Tourné en Écosse dans des paysages majestueux, le nouveau Bouli Lanners est un grand film d’amour qui fend le cœur, à la pudeur et au lyrisme rentrés, impressionnant de maitrise
Phil s’est exilé dans une petite communauté presbytérienne sur l'île de Lewis, au nord de l'Écosse. Une nuit, il est victime d'une attaque qui lui fait perdre la mémoire. De retour sur l’île, il retrouve Millie, une femme de la communauté qui s'occupe de lui. Alors qu’il cherche à retrouver ses souvenirs, elle prétend qu'ils s'aimaient en secret avant son accident...
En partant tourner en Écosse, loin de cette terre wallonne qu’il connaît si bien et qu’il a jusqu'ici filmée et transcendée à travers un geste à la fois ample et mélancolique qui façonne si joliment son style, Bouli Lanners n’a rien perdu de sa personnalité d’artiste, bien au contraire. En déjouant l’attendu ou en prenant des risques, c’est comme on veut, il réussit à emmener son cinéma encore plus loin, dans cette façon si authentique de révéler les choses cachées dans les détails et les non-dits. Comme un peintre impressionniste qui, touche après touche, dévoile la richesse de scènes de la vie quotidienne en apparence anodines. Ou comme un compositeur de musique de chambre qui exprime de grandes émotions avec peu de notes.
L’histoire simple de cet homme solitaire, exilé sur ce bout de terre reculé (on pourrait se dire que l’action se passe fin du XIXe siècle, comme tirée d’un roman classique anglais), possède une double tonalité. Elle se situe dans une sorte de dialogue permanent entre la vie et la mort, à la gravité vertigineuse et obsédante. Phil est en quête d’une renaissance personnelle, loin de chez lui, de cette Belgique qu’il semble avoir quittée sans laisser de trace, sans un mot pour ses proches, et mène en même temps un combat contre la mort suite à ce foutu problème de santé persistant. Dans le rôle de ce cowboy plein de cicatrices intérieures, Bouli Lanners est exceptionnel. Il dit tout avec peu de mots et de gestes, il dégage une présence forte au cœur des plans, sans faire de vagues, et il est impossible de ne pas être sensible à son timbre de voix doux et posé.
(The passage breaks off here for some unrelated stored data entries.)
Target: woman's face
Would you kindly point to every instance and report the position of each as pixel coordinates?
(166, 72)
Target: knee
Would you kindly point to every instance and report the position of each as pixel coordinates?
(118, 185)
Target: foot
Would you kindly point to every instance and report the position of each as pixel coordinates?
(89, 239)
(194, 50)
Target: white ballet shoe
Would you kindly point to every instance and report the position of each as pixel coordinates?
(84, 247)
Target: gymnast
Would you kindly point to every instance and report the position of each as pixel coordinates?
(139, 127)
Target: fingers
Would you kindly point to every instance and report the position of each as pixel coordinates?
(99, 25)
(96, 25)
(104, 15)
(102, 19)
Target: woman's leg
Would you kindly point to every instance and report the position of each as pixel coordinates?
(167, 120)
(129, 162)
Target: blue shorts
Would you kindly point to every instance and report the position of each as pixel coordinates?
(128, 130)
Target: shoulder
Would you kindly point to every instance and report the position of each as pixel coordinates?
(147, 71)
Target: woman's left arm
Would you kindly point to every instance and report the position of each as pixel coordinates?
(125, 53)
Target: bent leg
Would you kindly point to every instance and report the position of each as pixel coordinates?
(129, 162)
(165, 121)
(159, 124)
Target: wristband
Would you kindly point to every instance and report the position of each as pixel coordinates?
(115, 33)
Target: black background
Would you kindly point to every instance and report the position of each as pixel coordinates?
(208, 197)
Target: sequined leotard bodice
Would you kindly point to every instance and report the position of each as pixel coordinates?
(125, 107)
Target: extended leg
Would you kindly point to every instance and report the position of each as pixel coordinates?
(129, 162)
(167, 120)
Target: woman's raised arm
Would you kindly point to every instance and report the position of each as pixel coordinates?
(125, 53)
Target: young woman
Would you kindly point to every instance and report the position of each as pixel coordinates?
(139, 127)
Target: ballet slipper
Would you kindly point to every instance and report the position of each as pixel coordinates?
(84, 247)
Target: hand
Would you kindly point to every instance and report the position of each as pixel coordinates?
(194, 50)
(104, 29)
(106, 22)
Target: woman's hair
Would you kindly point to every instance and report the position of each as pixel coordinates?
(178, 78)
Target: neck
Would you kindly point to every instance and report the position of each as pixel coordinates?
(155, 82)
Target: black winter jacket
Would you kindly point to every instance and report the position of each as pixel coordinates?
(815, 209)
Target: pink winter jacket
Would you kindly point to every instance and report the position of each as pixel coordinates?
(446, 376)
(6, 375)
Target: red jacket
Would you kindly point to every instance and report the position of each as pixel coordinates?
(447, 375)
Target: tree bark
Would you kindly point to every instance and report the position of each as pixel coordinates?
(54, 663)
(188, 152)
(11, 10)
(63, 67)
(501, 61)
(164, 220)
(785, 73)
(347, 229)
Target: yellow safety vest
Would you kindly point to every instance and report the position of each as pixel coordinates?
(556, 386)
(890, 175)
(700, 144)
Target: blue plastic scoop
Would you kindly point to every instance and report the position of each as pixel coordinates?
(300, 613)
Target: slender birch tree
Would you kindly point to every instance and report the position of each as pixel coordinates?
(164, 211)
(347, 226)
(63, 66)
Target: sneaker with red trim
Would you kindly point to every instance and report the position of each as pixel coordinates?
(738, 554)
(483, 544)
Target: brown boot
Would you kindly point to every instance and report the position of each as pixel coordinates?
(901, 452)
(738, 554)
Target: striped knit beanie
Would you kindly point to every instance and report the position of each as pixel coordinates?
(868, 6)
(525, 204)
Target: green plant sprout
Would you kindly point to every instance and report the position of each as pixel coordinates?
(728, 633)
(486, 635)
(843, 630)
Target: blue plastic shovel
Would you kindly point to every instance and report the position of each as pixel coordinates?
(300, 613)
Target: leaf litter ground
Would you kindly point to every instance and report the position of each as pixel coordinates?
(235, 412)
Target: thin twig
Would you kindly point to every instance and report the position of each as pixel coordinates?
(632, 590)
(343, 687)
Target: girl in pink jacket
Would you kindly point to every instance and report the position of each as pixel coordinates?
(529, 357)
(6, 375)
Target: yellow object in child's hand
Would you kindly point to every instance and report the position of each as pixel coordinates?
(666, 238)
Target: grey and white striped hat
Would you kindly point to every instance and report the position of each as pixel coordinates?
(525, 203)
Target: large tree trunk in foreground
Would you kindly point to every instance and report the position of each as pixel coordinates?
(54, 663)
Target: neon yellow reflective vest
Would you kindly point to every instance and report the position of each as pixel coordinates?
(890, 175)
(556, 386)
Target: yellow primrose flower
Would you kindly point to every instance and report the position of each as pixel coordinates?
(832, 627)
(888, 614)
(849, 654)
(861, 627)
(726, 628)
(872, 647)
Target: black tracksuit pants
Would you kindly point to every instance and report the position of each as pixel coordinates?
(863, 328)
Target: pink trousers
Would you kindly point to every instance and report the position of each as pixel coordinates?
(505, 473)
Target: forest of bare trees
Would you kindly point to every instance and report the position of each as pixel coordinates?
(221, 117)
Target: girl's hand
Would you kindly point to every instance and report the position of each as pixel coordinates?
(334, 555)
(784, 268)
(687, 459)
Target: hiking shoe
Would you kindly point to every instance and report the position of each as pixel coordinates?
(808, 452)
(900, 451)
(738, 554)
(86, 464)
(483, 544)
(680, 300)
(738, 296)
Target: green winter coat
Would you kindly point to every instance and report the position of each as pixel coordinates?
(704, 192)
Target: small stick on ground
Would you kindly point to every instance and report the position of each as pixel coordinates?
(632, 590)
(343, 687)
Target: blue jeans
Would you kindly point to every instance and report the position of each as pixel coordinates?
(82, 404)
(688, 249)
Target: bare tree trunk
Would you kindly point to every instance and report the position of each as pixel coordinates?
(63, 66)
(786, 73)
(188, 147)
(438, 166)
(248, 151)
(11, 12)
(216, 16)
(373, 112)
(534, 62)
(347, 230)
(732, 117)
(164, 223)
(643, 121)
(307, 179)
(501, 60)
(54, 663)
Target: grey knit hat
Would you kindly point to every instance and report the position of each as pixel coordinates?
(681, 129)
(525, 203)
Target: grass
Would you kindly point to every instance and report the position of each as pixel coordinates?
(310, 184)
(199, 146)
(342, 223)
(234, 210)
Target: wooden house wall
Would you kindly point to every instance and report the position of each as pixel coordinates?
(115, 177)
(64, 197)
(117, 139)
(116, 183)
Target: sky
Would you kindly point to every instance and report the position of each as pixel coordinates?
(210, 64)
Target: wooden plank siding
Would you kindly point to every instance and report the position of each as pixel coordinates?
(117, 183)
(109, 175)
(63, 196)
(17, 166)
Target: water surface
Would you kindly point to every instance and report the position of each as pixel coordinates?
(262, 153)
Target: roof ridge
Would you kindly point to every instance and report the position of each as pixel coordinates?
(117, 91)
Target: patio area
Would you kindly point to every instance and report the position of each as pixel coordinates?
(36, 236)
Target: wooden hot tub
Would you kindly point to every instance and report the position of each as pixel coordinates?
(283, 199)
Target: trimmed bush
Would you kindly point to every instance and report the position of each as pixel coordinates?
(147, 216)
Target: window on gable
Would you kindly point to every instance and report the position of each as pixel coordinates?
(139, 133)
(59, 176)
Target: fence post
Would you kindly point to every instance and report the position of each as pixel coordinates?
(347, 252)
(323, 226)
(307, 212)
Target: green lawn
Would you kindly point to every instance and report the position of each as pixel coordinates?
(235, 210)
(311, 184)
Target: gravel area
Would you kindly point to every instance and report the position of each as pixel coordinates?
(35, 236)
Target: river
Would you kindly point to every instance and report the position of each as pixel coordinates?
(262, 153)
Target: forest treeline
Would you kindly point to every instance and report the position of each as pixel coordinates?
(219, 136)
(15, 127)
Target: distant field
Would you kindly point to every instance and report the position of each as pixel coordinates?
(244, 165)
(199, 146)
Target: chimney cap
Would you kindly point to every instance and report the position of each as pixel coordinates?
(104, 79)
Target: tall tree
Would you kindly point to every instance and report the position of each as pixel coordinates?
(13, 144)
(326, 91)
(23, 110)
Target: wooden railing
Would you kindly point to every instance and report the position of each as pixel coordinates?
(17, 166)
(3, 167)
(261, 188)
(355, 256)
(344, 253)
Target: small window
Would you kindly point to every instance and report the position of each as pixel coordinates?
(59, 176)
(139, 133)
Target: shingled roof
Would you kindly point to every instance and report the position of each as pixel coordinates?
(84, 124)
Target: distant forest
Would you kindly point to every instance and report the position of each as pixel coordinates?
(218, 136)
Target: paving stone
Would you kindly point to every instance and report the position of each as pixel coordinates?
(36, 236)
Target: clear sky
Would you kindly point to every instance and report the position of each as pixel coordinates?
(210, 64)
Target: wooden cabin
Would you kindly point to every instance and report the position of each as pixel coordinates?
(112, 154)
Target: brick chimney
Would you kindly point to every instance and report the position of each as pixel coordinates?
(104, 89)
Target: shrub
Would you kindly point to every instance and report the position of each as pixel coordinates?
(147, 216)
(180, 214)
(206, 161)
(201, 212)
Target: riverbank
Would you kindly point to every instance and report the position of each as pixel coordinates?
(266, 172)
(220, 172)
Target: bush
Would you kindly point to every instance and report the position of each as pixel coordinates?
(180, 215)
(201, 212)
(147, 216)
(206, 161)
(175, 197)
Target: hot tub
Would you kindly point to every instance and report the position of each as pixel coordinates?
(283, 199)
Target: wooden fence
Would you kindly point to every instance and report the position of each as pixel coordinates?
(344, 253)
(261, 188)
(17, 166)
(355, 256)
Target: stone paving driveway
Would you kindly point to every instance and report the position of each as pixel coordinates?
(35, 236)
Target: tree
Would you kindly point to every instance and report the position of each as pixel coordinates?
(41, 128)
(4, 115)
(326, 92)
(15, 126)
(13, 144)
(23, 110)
Comme toujours chez Bouli Lanners, les grands espaces naturels jouent leur propre partition dans l’intrigue et apportent un souffle poétique qui contamine autant les personnages que les spectateurs. Le cinéaste n’est cependant pas tombé dans le piège du lyrisme pompier. L’émotion est forte mais rentrée, digne, grave et belle comme dans un film de John Ford. Grand film d’amour, Nobody Has to Know impressionne par sa maîtrise, son propos que l’on imagine personnel, par le portrait de cet homme mystérieux qui, plan après plan, nous devient de plus en plus proche. Quand le cinéma arrive à révéler cela, c’est aussi magique que bouleversant.